Kirche und Staat begehen denselben Fehler
Bei der Gedenkfeier für die Opfer des Anschlags auf dem Berliner Breitscheidplatz im Dezember 2017 wurde Imam Mohamed Matar als Redner eingeladen, nicht von Politikern, sondern von der Kirche. Empfohlen hatte diese Einladung Aiman Mazyek. Die Evangelische Kirche Berlin-Brandenburg-schlesische Oberlausitz hat also mit der „Dar-as-Salam-Moschee“, der Matar zugehörig ist, zusammengearbeitet, obwohl sie vom Verfassungsschutz beobachtet wird. Matar fiel außerdem schon in dieser Zeit durch antiisraelische Facebook-Posts auf. Von ihm kann man auch eine Verbindung zur IGD, der ,„inoffiziellen Deutschland-Vertretung“ der Muslimbruderschaft, ziehen: Er war stellvertretender Vorsitzender des „Islamischen Jugendzentrums Berlin“, das laut Verfassungsschutz gemeinsame Veranstaltungen mit der IGD durchführte.
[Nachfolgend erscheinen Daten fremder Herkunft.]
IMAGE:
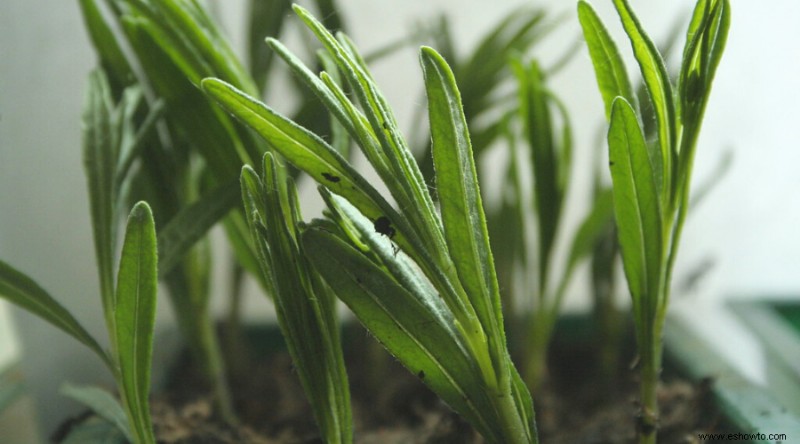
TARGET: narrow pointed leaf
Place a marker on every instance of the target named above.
(659, 89)
(305, 311)
(301, 147)
(23, 291)
(405, 324)
(100, 158)
(636, 203)
(609, 68)
(460, 199)
(266, 19)
(112, 58)
(137, 286)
Auch dieser Person wurde, in diesem Fall von der evangelischen Kirche, die Möglichkeit gegeben, sich einer großen Öffentlichkeit zu präsentieren und Einfluss im gesellschaftlichen Bereich zu erhaschen.
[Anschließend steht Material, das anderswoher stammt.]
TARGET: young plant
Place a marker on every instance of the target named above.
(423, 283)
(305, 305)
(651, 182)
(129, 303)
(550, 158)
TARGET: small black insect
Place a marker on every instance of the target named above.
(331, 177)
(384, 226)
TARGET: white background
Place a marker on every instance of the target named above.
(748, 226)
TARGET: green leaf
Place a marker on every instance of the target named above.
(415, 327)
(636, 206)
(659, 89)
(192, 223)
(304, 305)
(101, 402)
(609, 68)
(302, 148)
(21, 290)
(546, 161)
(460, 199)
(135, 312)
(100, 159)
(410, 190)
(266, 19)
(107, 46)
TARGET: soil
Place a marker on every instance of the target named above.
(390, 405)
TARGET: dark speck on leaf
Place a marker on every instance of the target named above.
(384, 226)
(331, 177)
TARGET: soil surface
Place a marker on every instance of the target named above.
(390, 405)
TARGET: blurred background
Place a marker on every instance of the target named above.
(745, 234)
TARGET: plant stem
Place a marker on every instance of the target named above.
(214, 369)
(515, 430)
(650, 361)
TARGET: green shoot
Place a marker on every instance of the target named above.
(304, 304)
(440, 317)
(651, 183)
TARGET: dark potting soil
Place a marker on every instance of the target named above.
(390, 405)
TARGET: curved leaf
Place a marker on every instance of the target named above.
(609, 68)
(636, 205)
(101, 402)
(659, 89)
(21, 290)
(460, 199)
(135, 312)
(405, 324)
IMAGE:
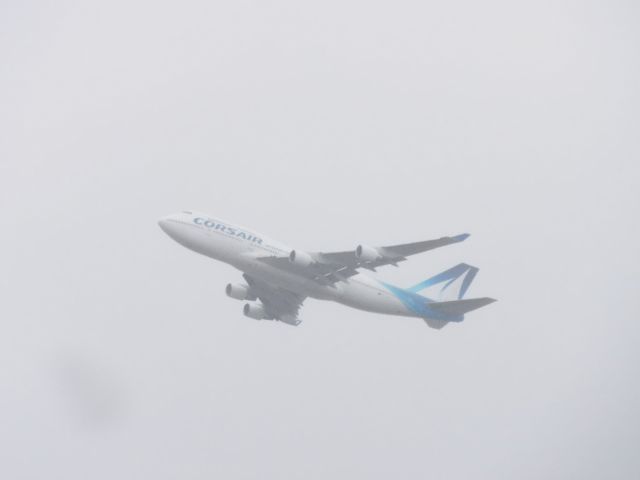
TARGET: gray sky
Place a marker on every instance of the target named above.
(325, 125)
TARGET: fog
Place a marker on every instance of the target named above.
(324, 125)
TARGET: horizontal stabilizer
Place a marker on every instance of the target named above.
(460, 307)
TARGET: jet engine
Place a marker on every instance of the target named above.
(254, 310)
(365, 253)
(237, 291)
(302, 259)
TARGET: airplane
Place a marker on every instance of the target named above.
(278, 278)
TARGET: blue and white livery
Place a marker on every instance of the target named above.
(278, 278)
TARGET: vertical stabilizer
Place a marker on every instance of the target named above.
(451, 284)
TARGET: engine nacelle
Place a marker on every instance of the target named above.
(254, 310)
(302, 259)
(365, 253)
(237, 291)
Die Ethnologin Susanne Schröter berichtet über diesen Vorfall in ihrem Buch „Der Politische Islam“ und schreibt, dass nach Aufkommen von Kritik Mazyek sogar versuchte, „den Spieß umzudrehen“, um Matar zu verteidigen: Mazyek habe auf Facebook geschrieben: „Einige möchten die Stimmen der Muslime am liebsten aus der Öffentlichkeit verbannen. Jedes Mittel ist dafür recht: Pranger, Kriminalisieren, Lügen erdichten etc. Am Ende übrig bleiben die selbsternannten Islamkritiker, ‚Liberale‘ und Sonstigen, die von der Islamhass-Industrie trefflich profitieren bzw. selbst Teil davon sind.“ Fakten werden zu Lügen erklärt. Es wird versucht, legitime Kritik als Angriff auf alle Muslime auszubreiten. Mazyek deutet Islam- und Islamismuskritiker als Islamhasser um, spricht ihnen ihre liberale Haltung ab.
Doch seit Jahren sitzt Mazyek in diversen Talkshows, Politiker treten mit ihm gemeinsam auf und ihm wird blind eine Legitimität verliehen, für alle Muslime in Deutschland zu sprechen. Im Dezember 2019 nahm das Bundesjustizministerium für die Kampagne „Wir sind Rechtsstaat“ Mazyek als Werbegesicht und Botschafter. Es ist schockierend, dass unserer Staat mit einem umstrittenen Mann, der sich im Milieu des politischen Islams befindet, für unseren Rechtsstaat werben soll.